Doch heute wollen wir uns besonderes einem anderen Land zuwenden, Mosambik, das uns sehr am Herzen liegt. Im Norden des Landes kam es in den vergangenen Monaten dort zu mehreren terroristischen Anschlägen nach islamistischem Vorbild. Bei diesen Vorfällen ist alles mysteriös: Keiner weiß, wer sie verursacht hat, was sie bezwecken, warum und für wen sie durchgeführt werden. Dagegen wissen wir ganz genau, wozu sie führen: zum Tod und zur Zerstörung ganzer armer Dörfer, die sich nicht verteidigen können. Vor allem möchte ich über ein Dorf sprechen, Mbau, in der Region von Capo Delgado im Norden.

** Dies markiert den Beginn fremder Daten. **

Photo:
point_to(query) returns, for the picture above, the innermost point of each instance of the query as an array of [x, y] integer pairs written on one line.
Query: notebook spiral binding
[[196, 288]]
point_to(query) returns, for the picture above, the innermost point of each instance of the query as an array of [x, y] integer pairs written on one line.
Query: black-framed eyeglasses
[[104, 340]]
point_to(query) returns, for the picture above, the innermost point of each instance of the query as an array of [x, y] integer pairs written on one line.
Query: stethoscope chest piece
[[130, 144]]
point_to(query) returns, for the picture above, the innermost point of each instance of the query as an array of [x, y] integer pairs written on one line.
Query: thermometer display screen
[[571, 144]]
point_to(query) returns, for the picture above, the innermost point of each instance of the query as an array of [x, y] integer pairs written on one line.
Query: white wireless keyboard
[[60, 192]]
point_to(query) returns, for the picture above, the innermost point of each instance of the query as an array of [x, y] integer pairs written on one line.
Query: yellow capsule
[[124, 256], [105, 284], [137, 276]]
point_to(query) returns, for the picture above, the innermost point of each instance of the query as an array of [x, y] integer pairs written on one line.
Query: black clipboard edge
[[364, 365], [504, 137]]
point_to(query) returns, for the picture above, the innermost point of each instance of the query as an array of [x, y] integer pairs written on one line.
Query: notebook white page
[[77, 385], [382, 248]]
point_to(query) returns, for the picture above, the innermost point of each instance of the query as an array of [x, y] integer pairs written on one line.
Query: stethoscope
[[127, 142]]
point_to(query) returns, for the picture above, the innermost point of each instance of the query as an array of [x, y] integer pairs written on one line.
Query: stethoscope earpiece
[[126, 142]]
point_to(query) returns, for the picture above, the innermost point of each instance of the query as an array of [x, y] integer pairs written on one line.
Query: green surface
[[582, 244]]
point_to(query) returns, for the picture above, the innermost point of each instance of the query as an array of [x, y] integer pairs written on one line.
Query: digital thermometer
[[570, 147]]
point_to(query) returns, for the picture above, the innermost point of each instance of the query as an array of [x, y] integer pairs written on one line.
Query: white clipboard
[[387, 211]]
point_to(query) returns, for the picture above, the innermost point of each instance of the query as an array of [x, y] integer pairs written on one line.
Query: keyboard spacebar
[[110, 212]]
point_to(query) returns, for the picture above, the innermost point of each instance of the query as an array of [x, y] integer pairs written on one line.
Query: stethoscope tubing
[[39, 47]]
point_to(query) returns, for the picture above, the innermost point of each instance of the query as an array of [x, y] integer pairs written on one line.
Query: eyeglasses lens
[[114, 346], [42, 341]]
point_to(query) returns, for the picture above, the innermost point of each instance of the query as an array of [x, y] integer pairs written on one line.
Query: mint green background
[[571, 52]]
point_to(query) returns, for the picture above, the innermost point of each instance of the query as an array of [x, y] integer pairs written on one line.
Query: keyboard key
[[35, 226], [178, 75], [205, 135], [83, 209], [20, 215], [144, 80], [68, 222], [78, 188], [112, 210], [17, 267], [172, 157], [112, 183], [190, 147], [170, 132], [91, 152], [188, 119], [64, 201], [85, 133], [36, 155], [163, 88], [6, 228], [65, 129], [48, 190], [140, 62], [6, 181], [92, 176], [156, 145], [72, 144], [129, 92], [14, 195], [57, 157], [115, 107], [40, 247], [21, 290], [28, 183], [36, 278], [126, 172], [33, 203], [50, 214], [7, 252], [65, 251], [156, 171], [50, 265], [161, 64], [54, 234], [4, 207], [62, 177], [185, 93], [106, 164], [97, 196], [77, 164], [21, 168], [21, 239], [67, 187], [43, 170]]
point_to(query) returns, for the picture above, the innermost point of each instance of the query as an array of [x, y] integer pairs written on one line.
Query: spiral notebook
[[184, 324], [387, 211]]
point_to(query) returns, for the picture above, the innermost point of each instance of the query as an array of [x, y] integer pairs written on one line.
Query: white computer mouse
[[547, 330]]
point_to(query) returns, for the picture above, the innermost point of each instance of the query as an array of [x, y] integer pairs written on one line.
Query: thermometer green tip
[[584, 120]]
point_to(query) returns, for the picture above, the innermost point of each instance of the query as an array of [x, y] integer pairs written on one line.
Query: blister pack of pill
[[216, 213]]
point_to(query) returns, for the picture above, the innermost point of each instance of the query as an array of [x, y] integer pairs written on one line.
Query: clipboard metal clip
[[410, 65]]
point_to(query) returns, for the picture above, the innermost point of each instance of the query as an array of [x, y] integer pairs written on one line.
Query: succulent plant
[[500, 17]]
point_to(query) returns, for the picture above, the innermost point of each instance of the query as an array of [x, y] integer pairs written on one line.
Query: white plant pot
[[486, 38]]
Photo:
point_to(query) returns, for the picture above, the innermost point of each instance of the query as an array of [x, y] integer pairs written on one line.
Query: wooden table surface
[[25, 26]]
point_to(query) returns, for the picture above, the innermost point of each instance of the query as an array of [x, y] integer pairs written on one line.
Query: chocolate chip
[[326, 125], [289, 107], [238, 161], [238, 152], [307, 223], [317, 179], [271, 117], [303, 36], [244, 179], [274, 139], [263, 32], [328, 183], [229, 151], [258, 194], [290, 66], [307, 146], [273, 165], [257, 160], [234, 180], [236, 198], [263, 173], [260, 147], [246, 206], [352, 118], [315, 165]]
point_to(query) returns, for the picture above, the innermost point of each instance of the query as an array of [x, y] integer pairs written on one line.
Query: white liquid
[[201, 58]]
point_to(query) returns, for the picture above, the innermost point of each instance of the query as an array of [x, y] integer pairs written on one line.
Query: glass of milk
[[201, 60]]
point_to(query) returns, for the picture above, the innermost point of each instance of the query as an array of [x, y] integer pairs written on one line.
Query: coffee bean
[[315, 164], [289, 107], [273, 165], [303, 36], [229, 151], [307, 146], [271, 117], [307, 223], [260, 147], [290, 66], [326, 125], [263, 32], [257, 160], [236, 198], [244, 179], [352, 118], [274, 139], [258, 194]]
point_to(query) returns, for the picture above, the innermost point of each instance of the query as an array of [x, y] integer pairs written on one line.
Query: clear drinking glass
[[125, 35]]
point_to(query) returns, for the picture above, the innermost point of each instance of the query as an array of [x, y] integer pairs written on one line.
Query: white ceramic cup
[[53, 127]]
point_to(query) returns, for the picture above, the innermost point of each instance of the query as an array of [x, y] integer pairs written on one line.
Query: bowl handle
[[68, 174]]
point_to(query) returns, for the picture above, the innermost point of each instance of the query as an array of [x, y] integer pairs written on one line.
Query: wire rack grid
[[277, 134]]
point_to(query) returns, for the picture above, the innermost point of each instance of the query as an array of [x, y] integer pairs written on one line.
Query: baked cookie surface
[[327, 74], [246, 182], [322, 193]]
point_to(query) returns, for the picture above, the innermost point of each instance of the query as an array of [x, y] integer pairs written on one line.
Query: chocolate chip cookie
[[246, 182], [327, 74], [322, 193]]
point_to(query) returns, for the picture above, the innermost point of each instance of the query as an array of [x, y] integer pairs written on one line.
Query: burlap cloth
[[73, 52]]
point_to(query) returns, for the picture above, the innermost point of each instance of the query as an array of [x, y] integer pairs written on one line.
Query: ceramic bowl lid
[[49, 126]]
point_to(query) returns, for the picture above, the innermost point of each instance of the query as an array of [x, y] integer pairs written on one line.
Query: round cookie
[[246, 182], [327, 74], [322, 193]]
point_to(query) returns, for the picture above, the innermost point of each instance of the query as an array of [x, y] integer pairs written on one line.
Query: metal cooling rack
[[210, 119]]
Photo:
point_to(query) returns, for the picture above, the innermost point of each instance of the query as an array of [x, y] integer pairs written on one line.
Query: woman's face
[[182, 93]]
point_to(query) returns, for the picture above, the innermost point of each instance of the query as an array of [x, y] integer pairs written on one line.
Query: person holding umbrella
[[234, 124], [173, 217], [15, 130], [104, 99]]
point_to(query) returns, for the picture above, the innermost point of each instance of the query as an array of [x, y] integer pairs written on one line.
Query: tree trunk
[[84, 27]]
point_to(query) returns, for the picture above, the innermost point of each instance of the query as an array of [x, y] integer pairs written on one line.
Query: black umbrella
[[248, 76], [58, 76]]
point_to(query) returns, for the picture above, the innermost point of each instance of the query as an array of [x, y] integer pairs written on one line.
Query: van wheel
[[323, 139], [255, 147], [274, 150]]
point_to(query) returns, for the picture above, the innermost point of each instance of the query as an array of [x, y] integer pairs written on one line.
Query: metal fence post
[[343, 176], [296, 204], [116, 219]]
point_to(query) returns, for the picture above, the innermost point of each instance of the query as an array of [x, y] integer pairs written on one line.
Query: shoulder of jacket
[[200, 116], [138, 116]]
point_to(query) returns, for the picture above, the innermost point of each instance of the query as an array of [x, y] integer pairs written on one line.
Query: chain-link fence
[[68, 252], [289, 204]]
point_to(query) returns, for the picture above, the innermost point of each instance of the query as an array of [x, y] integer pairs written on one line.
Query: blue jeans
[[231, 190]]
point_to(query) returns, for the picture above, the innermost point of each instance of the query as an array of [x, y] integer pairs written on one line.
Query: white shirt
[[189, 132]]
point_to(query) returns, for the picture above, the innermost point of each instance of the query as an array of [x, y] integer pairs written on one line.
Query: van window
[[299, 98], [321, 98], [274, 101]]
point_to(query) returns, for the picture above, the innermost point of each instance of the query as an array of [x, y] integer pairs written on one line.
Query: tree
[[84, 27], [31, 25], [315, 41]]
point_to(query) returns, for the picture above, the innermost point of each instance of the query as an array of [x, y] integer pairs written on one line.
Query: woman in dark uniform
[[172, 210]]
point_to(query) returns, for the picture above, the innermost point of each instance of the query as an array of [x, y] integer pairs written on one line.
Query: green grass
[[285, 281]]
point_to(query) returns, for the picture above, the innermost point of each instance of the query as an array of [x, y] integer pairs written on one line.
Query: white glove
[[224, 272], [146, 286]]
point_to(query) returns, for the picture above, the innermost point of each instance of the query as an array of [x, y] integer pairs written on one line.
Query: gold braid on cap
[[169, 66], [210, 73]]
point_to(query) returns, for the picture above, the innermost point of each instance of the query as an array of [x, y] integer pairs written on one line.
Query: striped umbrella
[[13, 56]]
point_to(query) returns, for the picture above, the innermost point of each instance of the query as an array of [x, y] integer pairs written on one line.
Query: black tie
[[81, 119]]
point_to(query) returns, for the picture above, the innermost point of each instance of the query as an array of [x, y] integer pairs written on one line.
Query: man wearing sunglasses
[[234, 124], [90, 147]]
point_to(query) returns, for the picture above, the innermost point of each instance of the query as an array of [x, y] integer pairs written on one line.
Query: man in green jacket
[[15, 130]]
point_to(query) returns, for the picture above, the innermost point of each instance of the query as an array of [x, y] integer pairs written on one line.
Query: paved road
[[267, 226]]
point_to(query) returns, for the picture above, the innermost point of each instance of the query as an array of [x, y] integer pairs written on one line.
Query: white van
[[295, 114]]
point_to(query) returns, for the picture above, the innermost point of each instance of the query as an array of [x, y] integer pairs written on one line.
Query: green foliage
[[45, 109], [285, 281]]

Dort fand bereits im September ein Anschlag statt, bei dem offiziell mehr als zehn Personen getötet wurden. Unsere Freunde berichten jedoch, dass es über 30 Todesopfer gab. Dies zeigt auch, dass es ein geringes Interesse an Informationen über das Leben von Menschen in der Peripherie gibt, das wenig zählt. Fünf Personen der Gemeinschaft sind dabei gestorben: Adelino Lucas, Joao, Silva Laurenso, Pedro Manuel, Eduardo Manuel. Man fand ihre Körper, enthauptet und verkohlt. Viele Bewohner flohen aufs platte Land, ohne irgendetwas mitnehmen zu können. Ein Monat danach kam es wieder zu einem Anschlag. Inzwischen handeln die Terroristen so pervers, dass sie die fliehenden Menschen in Angst und Schrecken versetzen.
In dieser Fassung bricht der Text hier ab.